“Female Half-Nude with Pearl Necklace” (1934) by Hans Hassenteufel (German, 1887-1943)
Hans Hassenteufel was a German painter creating many portraits and female nudes, often using the Orientalist style. He occasionally painted landscape and still-life.
A portrait format image of a semi-nude female, topless with a pearl necklace. It has a deep red plane indistinct backdrop with no defining features to suggest the space. One hand holds the necklace between the fingers at the centre of the chest just below the breasts.
Her other arm is held up with the lower arm cradling the head at the back. She rests against some exotic shiny material and on her head is set an oriental-looking headpiece covering the head with exposed long flowing black hair. Her breasts are exposed. She has a plain face with red lips and she looks directly out toward the viewer. The pose has an eroticised ‘come-hither’ look as she openly displays her pert full breasts. Her uplifted arm emphasises the eroticism and sense of bodily display. She teasingly holds the snaking long pearl necklace between the breasts and the length of the necklace loops down around the body and neck encircling and emphasising the displayed breasts.
Is she a courtesan or a slave girl, enticing a potential buyer?
Orientalism was a very popular theme in painting usually with an emphasis on the luxurious life and fixation on the rather fanciful notions of the customs and exotic life in the palaces and harems from the Middle East which were usually closed off and forbidden to Western eyes. This fuelled an exotic and erotic fascination, particularly with a dualism of sexual fantasy and titillation and the moral horrors of the slave trade. There was a recurring theme of women in the harem squarely focused on the uncompromised Male Gaze demeaning women.

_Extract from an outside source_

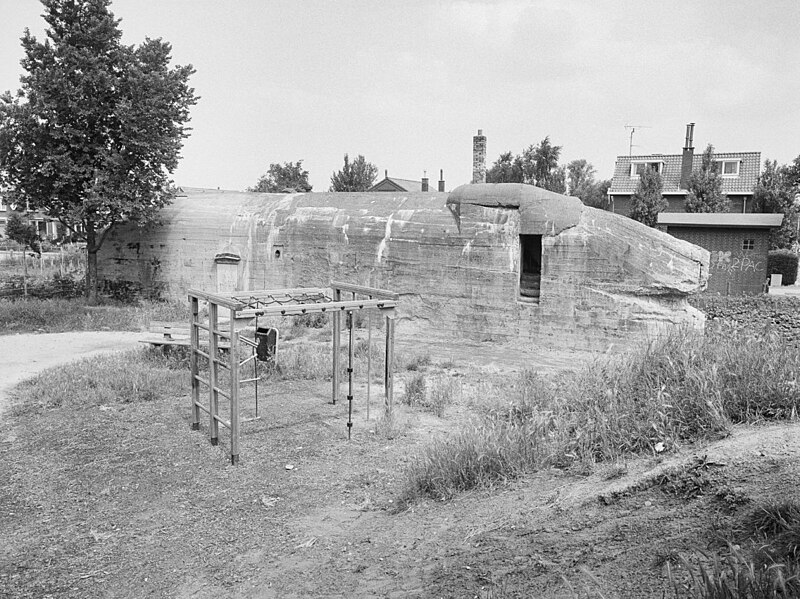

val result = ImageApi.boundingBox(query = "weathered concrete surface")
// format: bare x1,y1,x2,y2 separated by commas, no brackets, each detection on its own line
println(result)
100,185,708,359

Although this was a specialism art genre from 19th-century academic art it was very popular in its period and remains so still as a curiosity for the breath-taking detail, realism and technical virtuosity of the paintwork.
This painting falls a little short of such deft paintwork and if I dare to say, it has some appeal with its paint handling and composition although I do find the darker tones of the visible hand a little jarring with the more natural paler skin.
Of course, with today’s rightful sensitivities to moral issues, feminism and developing female equality I find the subject matter somewhat distasteful and demeaning towards women and men.
However, it is a genre of art history and as such should not be censored from view, hidden away and condemned. History is a fact and we should learn from it and develop our thinking for the present and future. Human engagement and sexuality are confusing and certainly complex but it is a reality and as such, no subject however complex or difficult should be banned or forbidden. Artists often have unique, inciteful views and understanding of the morals and complexities of life.